Monday, January 04, 2010

B'nai Brith beclowns itself

Whatever you think of the International Olympic Committee's decision not to allow women to compete in ski jumping at the upcoming Vancouver games - the IOC claims the women's sport is not yet sufficiently established - it is surely not a decision that merits comparison to the Nazis. B'nai Brith Canada does all Jews a disservice in demonstrating an inability to move their political discourse beyond the Nazi-Jew model of victimhood (a now much abused revelation, as evidenced by the fact that antisemites currently invoke it to "Nazify" Israel and other Western enemies of Islamofascism). Here's what B'nai Brith says in its latest press release
TORONTO, January 4, 2010 – The League for Human Rights of B’nai Brith Canada, has called on the International Olympic Committee (IOC) and the Vancouver Olympic Organizing Committee (VANOC) to reconsider the continued exclusion of Women’s Ski Jumping from the upcoming Olympic Games. According to the League’s National Chair Allan Adel, and its National Director, Ruth Klein, although the recent Supreme Court decision technically places the IOC outside the ambit of the Canadian Charter of Rights and Freedoms, the position taken on women’s ski jumping violates the spirit of the Charter, which prohibits discrimination based on gender.
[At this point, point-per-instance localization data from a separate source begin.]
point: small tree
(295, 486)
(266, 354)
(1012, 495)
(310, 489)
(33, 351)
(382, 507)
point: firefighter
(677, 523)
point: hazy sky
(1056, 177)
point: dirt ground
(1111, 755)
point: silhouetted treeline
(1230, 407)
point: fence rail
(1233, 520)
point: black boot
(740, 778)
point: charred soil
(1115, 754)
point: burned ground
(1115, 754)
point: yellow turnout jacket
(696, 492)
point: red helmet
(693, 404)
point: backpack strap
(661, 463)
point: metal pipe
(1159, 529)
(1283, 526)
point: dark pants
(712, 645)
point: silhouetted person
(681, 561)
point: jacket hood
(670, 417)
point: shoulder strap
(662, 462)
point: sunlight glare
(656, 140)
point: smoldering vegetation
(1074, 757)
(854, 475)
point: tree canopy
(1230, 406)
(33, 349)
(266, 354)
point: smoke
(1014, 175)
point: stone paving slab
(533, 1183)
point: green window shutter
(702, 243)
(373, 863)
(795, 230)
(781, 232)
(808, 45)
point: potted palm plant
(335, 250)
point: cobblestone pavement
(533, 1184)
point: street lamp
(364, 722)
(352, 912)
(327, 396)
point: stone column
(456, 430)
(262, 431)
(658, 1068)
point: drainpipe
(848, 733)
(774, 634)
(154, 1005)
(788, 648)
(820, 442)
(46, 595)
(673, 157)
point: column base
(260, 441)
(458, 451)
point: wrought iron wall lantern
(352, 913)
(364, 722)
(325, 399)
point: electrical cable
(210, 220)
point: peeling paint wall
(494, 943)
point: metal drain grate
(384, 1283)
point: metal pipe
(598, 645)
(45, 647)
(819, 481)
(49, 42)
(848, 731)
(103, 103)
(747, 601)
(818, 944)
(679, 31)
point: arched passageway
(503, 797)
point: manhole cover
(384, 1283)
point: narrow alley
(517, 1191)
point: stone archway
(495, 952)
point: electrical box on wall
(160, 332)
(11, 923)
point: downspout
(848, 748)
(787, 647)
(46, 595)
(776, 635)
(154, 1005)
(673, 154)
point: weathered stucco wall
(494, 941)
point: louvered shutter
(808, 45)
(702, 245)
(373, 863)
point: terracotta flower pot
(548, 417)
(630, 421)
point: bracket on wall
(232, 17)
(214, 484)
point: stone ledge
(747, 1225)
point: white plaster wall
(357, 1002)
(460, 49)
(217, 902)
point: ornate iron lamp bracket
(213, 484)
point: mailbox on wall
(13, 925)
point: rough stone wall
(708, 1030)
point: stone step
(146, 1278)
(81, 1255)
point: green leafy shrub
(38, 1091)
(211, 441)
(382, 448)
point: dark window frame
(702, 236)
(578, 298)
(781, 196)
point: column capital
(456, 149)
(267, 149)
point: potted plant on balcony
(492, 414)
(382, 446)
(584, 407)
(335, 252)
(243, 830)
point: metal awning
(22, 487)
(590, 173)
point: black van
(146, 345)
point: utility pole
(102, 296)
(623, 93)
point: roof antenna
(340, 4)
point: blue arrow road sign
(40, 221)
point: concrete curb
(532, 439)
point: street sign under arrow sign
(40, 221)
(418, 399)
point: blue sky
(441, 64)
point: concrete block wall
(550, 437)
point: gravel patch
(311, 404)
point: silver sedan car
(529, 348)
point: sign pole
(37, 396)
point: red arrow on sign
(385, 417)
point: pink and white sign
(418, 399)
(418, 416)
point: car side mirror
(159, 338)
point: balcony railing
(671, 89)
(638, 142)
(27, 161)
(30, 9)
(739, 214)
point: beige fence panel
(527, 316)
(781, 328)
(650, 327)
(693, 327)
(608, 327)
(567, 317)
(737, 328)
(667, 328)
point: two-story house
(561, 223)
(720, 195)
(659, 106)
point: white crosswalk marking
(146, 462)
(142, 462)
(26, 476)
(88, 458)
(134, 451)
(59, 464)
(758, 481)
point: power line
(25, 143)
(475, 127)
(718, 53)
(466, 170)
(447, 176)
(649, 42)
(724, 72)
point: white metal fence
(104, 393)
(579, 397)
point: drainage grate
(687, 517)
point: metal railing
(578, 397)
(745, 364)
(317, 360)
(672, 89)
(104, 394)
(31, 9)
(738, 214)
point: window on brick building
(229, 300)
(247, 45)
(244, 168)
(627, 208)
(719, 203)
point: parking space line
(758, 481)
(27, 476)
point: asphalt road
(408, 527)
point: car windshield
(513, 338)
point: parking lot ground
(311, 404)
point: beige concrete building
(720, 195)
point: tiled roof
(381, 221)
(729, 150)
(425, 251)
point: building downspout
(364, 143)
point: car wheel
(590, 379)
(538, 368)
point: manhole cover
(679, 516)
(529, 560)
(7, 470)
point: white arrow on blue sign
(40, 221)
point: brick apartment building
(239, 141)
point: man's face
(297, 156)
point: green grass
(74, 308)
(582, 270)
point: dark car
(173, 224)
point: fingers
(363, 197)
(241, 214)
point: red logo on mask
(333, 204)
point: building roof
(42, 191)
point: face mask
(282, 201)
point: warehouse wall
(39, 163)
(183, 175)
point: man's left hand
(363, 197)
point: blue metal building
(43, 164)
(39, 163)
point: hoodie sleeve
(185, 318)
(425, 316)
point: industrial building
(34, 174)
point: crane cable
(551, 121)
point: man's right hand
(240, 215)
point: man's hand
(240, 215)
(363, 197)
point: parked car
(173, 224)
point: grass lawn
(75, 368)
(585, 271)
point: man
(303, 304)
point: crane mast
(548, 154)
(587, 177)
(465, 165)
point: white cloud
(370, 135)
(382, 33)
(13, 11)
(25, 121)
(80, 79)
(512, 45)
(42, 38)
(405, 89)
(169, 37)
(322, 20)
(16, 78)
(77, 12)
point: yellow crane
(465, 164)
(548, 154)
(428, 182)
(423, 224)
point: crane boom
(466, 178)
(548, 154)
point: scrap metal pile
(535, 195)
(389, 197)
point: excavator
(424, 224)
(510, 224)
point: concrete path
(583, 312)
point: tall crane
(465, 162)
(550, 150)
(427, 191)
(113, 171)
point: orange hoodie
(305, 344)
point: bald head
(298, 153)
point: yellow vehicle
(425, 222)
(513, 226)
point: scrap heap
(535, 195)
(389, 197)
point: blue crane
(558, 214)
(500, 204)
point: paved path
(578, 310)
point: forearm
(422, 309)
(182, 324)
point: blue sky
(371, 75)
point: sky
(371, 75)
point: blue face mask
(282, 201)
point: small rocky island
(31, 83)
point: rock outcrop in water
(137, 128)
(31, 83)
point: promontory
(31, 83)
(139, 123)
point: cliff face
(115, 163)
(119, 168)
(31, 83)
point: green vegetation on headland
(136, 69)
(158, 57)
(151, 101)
In a letter to John Furlong, CEO of VANOC, the League recalled the 1936 Berlin Olympics when the OIC turned a blind eye to Hitler’s fascist regime, which was even then implementing discriminatory policies against Jews that impacted Games that year. The League asks the OIC and the Vancouver Olympic Organizing Committee (VANOC) to focus on its policies and practices relating to discrimination, “and that includes eliminating discrimination against women now, just as it should have included resistance to discrimination against Jews then”.
B'nai Brith can't be taken seriously as a voice for real human rights if it indulges in the ultimate tyranny of making it imperative to label every institutionalized recognition of human differences as Nazi-like.

6 comments:

Anonymous said...

Sigh...

There's not much one can say to that press release, is there? It seems to cement B'Nai Brith's near-eternal imprisonment in a time decades-past.

How sad.

David said...

how can an organization which purports to represent the Jewish citizens of Canada minimize the holocaust by making such a ridiculous comparison. there are far to many illegitimate agendas (homosexuals greens peta etc) for the B'nai Brith to be wasting its time championing any of them. The B'nai Brith needs to spend its time and resources defending the right of Israel and Israelis to exist in peace and freedom.

truepeers said...

Yes, they are trapped, on one level. On another they are very "current". Their "Nazi-Jew" trap is shared by most of the West, if not the world, where people seem incapable of recognizing any significant difference as anything other than evidence of unjustifiable victimization in some zero-sum game. Those of us who value a free society and free markets have to work on our ideologies to make it common sense that in a free society, certain differences just emerge as a consequence of that freedom and should not be taken, ritualistically, to justify endless litigation to redistribute the fruits of someone's difference.

Anonymous said...

Hear, hear.

truepeers said...

Or, to put it another way, those who are ready to be scandalized by the "privilege" of male ski jumpers, or the victimization of the female jumper, are surely being made more, not less, prone to being scandalized by any other signs of asymmetrical "firstness", signs which Jews have often figured and for which they have often been made into targets of resentment. Ritualistic worship of "Nazi-Jew" symbolism is incipiently antisemitic because the Jewish presence at the forefront of Western history once again becomes a "scandal" in an age when it has become a source of power to be able to play the victim.

Anonymous said...

I recall reading an article a few years back from the Canadian Jewish Congress where he lamented this exact matter...making comparisions to Nazi germany it said diminishes and belittles the evil of Nazism. Alas if only B'nai Brith would have heeded these wise words.

If anyone could find this article I think it would be a great idea to post it.